Yahoo has put its money behind a team effort to bulk up the amount of valuable content available on the Web. The search engine company will foster the Open Content Alliance, a consortium set up to digitize materials in the public domain, such as classic books, and those published under the less-restrictive Creative Commons license.
Yahoo also said it would ask authors with copyrighted materials whether they wanted their works to be part of the project. That differs from Google’s efforts, already underway, in which brief descriptions of copyrighted books can come up in search results. The Author’s Guild last week sued Google over the issue, claiming copyright infringement.
UC Library Is First
The alliance’s first project will be the digitization of approximately 18,000 fiction and non-fiction titles that aren’t copyright protected, all contained in libraries within the University of California system. That would include books published before 1923, as their copyrights have expired.
The group comprises Adobe Systems, Hewlett-Packard Labs, Internet Archive, the National Archives of the UK, O’Reilly Media, the Prelinger Archives, the University of California and the University of Toronto.
The ultimate goal of the project, Yahoo said, is to make the materials available, searchable and downloadable for free over the Web.
Joseph Janes, associate dean for academics at the Information School of the University of Washington, said the idea was fascinating.
“It’s a substantial expansion of access to the human record,” he said. “The real benefit is for the works that have been forgotten or lost.
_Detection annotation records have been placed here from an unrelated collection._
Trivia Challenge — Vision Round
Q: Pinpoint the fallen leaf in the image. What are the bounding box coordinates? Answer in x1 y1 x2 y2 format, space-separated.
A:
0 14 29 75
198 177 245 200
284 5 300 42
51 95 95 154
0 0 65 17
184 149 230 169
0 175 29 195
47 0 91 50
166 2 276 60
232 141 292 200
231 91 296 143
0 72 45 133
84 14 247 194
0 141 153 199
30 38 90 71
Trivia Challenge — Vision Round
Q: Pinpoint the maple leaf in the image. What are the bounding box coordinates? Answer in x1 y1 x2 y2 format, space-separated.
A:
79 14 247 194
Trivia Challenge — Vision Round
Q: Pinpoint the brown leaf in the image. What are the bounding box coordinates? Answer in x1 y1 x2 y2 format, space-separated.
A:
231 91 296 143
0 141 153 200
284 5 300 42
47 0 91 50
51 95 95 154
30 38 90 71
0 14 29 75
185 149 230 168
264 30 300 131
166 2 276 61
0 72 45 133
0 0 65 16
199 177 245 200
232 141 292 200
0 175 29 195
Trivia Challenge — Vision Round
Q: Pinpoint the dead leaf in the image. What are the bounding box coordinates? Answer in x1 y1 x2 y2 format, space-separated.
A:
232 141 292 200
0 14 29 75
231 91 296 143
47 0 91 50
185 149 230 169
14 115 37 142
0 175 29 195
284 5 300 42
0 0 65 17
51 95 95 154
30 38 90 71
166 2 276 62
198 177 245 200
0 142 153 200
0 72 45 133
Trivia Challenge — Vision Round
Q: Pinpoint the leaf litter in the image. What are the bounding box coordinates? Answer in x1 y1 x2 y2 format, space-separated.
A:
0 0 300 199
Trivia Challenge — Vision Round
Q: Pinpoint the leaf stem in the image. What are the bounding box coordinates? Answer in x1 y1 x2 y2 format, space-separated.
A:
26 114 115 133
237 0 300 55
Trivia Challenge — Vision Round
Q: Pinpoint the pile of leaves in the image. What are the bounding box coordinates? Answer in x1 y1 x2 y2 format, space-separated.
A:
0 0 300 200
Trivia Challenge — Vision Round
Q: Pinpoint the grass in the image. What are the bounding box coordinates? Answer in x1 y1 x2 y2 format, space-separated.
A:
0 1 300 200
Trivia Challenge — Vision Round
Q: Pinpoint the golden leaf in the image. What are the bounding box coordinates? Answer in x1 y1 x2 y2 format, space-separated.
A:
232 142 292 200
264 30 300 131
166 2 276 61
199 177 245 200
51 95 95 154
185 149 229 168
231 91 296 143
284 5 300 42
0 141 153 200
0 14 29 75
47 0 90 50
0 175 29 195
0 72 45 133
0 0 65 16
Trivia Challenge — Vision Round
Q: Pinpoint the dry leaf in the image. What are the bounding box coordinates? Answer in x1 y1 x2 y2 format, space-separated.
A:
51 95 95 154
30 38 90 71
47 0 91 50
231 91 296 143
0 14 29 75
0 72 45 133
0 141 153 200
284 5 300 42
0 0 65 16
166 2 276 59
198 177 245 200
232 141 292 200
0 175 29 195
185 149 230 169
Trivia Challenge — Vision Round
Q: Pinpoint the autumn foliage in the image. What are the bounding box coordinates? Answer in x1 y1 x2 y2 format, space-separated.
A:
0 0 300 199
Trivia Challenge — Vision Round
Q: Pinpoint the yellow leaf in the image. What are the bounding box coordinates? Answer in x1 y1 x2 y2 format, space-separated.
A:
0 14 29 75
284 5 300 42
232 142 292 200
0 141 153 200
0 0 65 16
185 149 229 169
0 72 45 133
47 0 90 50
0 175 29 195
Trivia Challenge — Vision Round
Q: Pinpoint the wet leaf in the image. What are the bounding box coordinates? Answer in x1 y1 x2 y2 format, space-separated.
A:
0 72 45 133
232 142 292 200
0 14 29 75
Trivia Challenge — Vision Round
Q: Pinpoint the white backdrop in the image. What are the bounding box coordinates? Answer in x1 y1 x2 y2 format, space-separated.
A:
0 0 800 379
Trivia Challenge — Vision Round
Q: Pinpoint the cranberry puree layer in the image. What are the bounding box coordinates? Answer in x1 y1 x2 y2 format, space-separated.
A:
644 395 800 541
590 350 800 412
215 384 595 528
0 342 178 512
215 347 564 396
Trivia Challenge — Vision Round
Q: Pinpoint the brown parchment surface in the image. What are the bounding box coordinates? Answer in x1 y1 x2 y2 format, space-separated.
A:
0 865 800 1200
There’s a lot of stuff that sits in print before that date that is not Jane Eyre or Moby Dick but nevertheless has value.”
Too Much Information
Much of how the search engine will work is unknown. Its method of use will depend on the way it looks and whether the materials will be available as a PDF or another commonly used file format. Some people may read an entire text online, while others might prefer to print it out. Others, still, may read a snippet online and then go to the library to check out the hard copy.
But, Janes points out, the ever-growing availability of content can cause problems as well as open doors.
“As I said, this is substantially increased access, and substantially increased access is a double-edged sword,” he said. “It’s much easier to find lots of stuff, but then you have too much stuff. If you’re looking for something specific [and can hone your search properly], those technologies are very, very good; if you’re looking for something in general, they’re not that good.”
He used the example of one search for “platypus” and another for “fish.” It would be easier to sort through the smaller number of results for “platypus” than it would be to find the books you need that contain the word “fish.”